Distributed System Tradeoffs
Tradeoffs in distributed systems described by CAP, PACELC, Harvest & Yield
9 min read
This article takes a look at some fundamental tradeoffs in distributed systems captured by CAP, PACELC, Harvest & Yield. Let's begin with distributed systems 101 - the Two Generals Problem and FLP before jumping to the CAP Theorem. We'll finish off with an example of using CockroachDB to implement exactly-once processing semantics.
One thought experiment that captures the challenge with indeterminate outcomes and agreement in distributed systems, is the widely known Two Generals Problem. It shows that it’s impossible to reach an agreement between two parties if communication is asynchronous in the presence of link failures.
It goes roughly like this: Two allied armies (A and B) are on opposite sides of a fortified city in a valley, defended by army C. The two generals leading armies A and B must coordinate an attack on the city to end the siege. If either army goes in alone, they will be defeated, so a coordinated attack is required.
Each army general has an initial order; attack the city at some given point in time. The only way for the generals to communicate is by sending messages carried by runners through the valley, which are then prone to get captured or neutralized.

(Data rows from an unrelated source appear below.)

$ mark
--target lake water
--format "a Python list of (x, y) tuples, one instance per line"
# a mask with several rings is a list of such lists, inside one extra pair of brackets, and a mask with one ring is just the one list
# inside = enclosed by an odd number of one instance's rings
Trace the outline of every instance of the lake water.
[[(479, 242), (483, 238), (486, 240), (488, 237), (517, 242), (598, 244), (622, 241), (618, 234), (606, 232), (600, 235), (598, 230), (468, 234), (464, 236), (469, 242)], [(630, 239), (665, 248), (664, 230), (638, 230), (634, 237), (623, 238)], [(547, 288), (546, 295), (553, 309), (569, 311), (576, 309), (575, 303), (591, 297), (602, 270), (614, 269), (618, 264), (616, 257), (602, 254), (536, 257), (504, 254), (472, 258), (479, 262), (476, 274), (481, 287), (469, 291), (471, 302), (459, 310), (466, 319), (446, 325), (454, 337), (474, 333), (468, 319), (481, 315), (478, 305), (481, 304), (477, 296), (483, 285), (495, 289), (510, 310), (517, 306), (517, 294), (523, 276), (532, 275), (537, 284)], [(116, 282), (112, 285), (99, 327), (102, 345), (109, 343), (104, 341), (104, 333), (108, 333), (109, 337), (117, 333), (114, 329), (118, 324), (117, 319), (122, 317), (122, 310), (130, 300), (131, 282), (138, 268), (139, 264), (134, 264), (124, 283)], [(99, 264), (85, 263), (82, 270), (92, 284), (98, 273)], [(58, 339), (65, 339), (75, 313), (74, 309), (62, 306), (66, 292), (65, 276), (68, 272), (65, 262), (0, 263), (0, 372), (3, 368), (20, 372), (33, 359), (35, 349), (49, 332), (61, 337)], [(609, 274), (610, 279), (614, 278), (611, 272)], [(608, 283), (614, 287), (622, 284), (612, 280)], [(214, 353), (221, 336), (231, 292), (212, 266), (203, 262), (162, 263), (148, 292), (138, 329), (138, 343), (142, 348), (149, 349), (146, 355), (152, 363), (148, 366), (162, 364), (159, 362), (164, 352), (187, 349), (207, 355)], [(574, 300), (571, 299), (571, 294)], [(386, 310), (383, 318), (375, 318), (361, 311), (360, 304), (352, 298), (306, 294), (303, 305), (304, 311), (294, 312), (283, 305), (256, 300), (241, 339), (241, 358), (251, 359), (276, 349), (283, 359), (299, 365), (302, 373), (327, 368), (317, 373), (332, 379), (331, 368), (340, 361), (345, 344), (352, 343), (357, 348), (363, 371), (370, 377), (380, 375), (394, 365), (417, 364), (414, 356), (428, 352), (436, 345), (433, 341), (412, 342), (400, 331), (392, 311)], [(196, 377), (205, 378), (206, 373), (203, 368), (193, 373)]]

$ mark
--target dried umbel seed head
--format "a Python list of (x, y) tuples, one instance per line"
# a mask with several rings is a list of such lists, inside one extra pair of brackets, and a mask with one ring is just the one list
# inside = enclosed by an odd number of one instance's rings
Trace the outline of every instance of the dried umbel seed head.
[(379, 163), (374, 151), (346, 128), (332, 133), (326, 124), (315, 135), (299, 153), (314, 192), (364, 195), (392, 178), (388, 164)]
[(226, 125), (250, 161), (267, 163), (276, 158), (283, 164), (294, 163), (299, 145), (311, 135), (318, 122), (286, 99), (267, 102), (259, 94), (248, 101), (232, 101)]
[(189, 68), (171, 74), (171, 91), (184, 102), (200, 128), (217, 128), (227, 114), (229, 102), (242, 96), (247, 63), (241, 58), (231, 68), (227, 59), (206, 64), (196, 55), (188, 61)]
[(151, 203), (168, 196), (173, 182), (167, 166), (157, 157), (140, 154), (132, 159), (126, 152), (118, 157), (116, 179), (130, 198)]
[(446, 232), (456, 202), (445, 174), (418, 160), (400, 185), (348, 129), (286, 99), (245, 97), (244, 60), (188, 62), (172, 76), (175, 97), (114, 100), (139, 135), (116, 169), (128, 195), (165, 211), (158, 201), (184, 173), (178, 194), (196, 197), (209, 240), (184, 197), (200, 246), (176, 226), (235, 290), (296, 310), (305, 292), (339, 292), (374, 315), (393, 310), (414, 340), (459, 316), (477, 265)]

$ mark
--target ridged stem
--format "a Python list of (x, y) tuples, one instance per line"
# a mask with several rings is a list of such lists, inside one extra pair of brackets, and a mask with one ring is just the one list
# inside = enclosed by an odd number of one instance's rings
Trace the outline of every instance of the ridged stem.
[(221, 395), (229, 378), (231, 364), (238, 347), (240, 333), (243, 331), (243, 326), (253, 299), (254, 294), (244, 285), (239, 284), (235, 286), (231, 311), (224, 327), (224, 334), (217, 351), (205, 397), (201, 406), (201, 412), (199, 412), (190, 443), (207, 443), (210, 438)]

The general of army A initially agreed on communicating the time of the attack. The army A general decides on a time and dispatches a runner through the valley to carry the time of the attack to the general of army B. However, general A has no idea if the message got through or not.
Army general B decides that when the message arrives, a new runner will be sent back to acknowledge the message before attacking. But again, there's no way of telling if the reply message got through the valley or not.

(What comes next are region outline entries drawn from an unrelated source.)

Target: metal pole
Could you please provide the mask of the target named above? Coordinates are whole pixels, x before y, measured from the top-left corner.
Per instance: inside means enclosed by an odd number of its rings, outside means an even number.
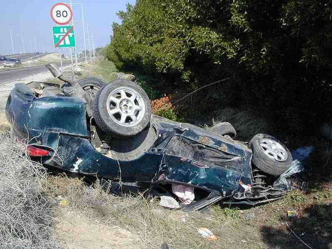
[[[13,45],[13,36],[11,34],[11,29],[12,28],[13,28],[13,26],[8,26],[7,27],[7,28],[9,28],[9,33],[10,33],[10,40],[12,42],[12,50],[13,50],[13,54],[15,54],[15,53],[14,52],[14,45]]]
[[[73,51],[72,48],[70,48],[70,57],[72,60],[72,72],[73,73],[73,80],[75,79],[75,75],[74,74],[74,64],[73,63]]]
[[[64,72],[64,69],[63,69],[63,66],[62,66],[62,54],[61,52],[61,49],[59,49],[60,50],[60,64],[61,65],[61,72]]]
[[[89,35],[89,25],[88,24],[87,24],[87,32],[88,33],[88,42],[89,42],[89,53],[90,56],[90,61],[92,61],[92,58],[91,58],[91,45],[90,40],[90,35]]]
[[[81,5],[81,7],[82,9],[82,22],[83,24],[83,36],[84,37],[84,52],[85,53],[85,58],[86,58],[86,62],[87,62],[88,60],[87,60],[87,44],[86,42],[86,36],[85,36],[85,29],[84,28],[84,26],[85,26],[85,23],[84,22],[84,14],[83,12],[83,5],[82,4]]]
[[[70,8],[72,10],[73,9],[73,3],[72,2],[72,0],[70,0]],[[73,16],[72,17],[72,25],[73,25],[73,27],[74,27],[74,11],[73,11]],[[74,29],[74,37],[75,38],[75,29]],[[77,66],[77,53],[76,52],[76,45],[75,45],[75,64]],[[73,56],[72,52],[72,49],[70,49],[71,51],[71,53],[72,54],[72,57]],[[73,77],[74,77],[73,76]]]
[[[32,44],[31,43],[31,36],[30,37],[30,53],[32,53]]]
[[[92,54],[93,55],[93,59],[96,59],[96,47],[94,46],[94,39],[92,35],[91,35],[91,42],[92,42]]]
[[[23,39],[23,31],[21,31],[21,38],[22,38],[22,44],[23,45],[23,53],[25,54],[25,48],[24,47],[24,40]]]
[[[35,52],[37,52],[37,42],[36,41],[36,37],[34,37],[35,38],[35,49],[36,51]]]

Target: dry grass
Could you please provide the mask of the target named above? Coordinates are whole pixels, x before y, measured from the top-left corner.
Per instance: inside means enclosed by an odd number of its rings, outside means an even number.
[[[0,247],[59,248],[52,239],[52,209],[43,195],[46,171],[26,149],[0,136]]]
[[[83,63],[81,65],[81,67],[84,70],[81,75],[78,75],[79,79],[86,77],[99,77],[107,82],[116,79],[116,75],[113,73],[118,70],[112,61],[100,58],[89,64]]]
[[[215,207],[210,213],[185,213],[160,208],[155,198],[142,195],[118,197],[108,194],[98,182],[85,185],[78,178],[50,177],[48,192],[61,196],[70,207],[102,224],[119,226],[140,239],[136,248],[250,248],[262,246],[259,232],[253,232],[239,210]],[[219,235],[218,242],[205,240],[197,229],[206,227]],[[250,234],[248,237],[247,235]]]

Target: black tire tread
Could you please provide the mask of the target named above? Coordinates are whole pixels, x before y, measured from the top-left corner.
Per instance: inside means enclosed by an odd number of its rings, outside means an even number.
[[[209,131],[215,132],[221,136],[228,135],[234,138],[236,136],[236,131],[233,126],[228,122],[222,122],[214,125]]]
[[[89,81],[90,82],[92,81],[93,84],[96,84],[96,86],[98,86],[100,88],[106,85],[105,81],[101,78],[99,78],[98,77],[87,77],[86,78],[82,78],[79,79],[77,82],[81,87],[84,87],[84,86],[88,83],[87,81]]]
[[[259,141],[262,138],[269,138],[279,143],[286,150],[287,159],[283,162],[274,160],[268,157],[261,151]],[[293,161],[292,154],[281,142],[274,137],[267,134],[259,134],[254,136],[249,142],[249,146],[253,151],[252,163],[263,172],[273,176],[279,176],[286,171]]]
[[[144,99],[146,103],[146,113],[141,121],[134,127],[125,128],[117,126],[116,124],[110,123],[108,120],[105,120],[100,111],[104,100],[101,99],[104,94],[111,91],[112,89],[122,86],[127,86],[140,92],[141,97]],[[107,94],[108,96],[108,94]],[[116,79],[101,88],[96,95],[93,101],[93,116],[98,127],[105,132],[112,134],[117,137],[133,136],[139,133],[144,130],[150,123],[151,117],[151,107],[150,100],[144,90],[136,84],[125,79]],[[107,117],[108,116],[106,116]]]

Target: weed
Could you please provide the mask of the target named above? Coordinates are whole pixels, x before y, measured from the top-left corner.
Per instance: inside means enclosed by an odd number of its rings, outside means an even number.
[[[171,99],[165,95],[164,97],[151,101],[152,113],[174,121],[178,121],[175,108],[171,102]]]
[[[0,136],[0,247],[60,248],[42,188],[46,171],[26,152],[25,146]]]

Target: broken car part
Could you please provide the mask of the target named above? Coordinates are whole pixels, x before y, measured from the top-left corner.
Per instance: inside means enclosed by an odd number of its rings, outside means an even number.
[[[29,144],[47,148],[49,154],[38,158],[47,167],[99,178],[118,195],[147,190],[148,194],[170,196],[187,210],[202,210],[226,200],[252,204],[282,198],[291,189],[289,179],[301,170],[298,164],[287,170],[292,156],[273,137],[259,134],[248,148],[227,137],[226,130],[216,133],[151,115],[145,92],[127,80],[110,82],[93,100],[89,91],[54,68],[53,74],[66,81],[62,88],[48,82],[17,84],[6,109],[19,139],[29,138]],[[35,89],[43,92],[34,94]],[[111,106],[112,99],[115,104]],[[126,113],[131,107],[136,109],[136,119],[125,119],[122,112],[131,115]],[[117,121],[111,117],[115,113]],[[266,169],[278,171],[269,174]],[[190,197],[174,194],[172,186],[190,189]]]

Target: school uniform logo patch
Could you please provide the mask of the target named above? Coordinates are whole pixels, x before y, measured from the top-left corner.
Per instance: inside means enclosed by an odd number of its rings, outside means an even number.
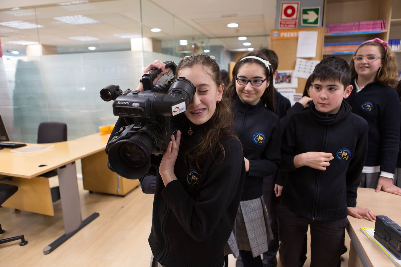
[[[253,139],[255,144],[260,145],[263,145],[265,143],[265,140],[266,140],[265,135],[261,132],[257,132],[253,135]]]
[[[371,111],[373,109],[373,104],[371,102],[367,101],[363,103],[360,107],[365,111]]]
[[[337,151],[336,157],[340,161],[346,161],[351,157],[351,151],[346,149],[341,149]]]
[[[189,186],[194,187],[199,185],[200,173],[193,169],[189,169],[186,172],[186,182]]]

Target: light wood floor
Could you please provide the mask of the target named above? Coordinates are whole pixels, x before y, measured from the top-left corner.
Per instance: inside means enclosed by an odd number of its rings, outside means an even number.
[[[56,179],[51,180],[57,183]],[[54,204],[54,217],[0,208],[0,223],[6,231],[0,239],[24,235],[28,242],[24,247],[18,241],[0,245],[0,266],[149,266],[153,195],[140,188],[125,197],[89,194],[83,190],[81,180],[78,185],[83,219],[93,212],[100,215],[47,255],[43,248],[64,233],[60,201]],[[349,247],[348,235],[346,238]],[[235,260],[230,256],[229,267],[234,267]],[[348,253],[343,256],[342,266],[346,266]],[[310,264],[309,253],[308,257],[305,266]]]

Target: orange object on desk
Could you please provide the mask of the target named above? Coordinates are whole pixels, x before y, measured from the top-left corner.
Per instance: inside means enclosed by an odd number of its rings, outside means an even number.
[[[111,131],[113,131],[114,128],[114,126],[112,125],[102,125],[99,127],[99,130],[100,130],[100,134],[101,135],[109,135],[111,133]]]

(Above) One of the generals and his adjutant are on the lookout for runners.
The punch line is that it doesn't matter how many runners are dispatched from either side to solve this problem. To approach this problem militarily, both generals must accept that messages could get lost. They can mitigate that uncertainty by sending many runners instead of a single one, but it still doesn’t change the fact. Each side could send its whole army carrying the message, but the problem is still the same and it leads to the following proof:
There's no deterministic algorithm for reaching a consensus if communication is asynchronous in the presence of link failures.
Back in the binary world, a node can't determine whether another critical node for decision-making is either dead or taking too long to answer. The outcome is undetermined.
In a paper by Fisher, Lynch, and Paterson, the authors describe what’s known as the FLP Impossibility Problem. This paper (winner of the Dijkstra award) shows that given the assumption that processing is asynchronous, and there’s no shared notion of time between processes, there exists no protocol that can guarantee consensus in bounded time in the presence of a single faulty process.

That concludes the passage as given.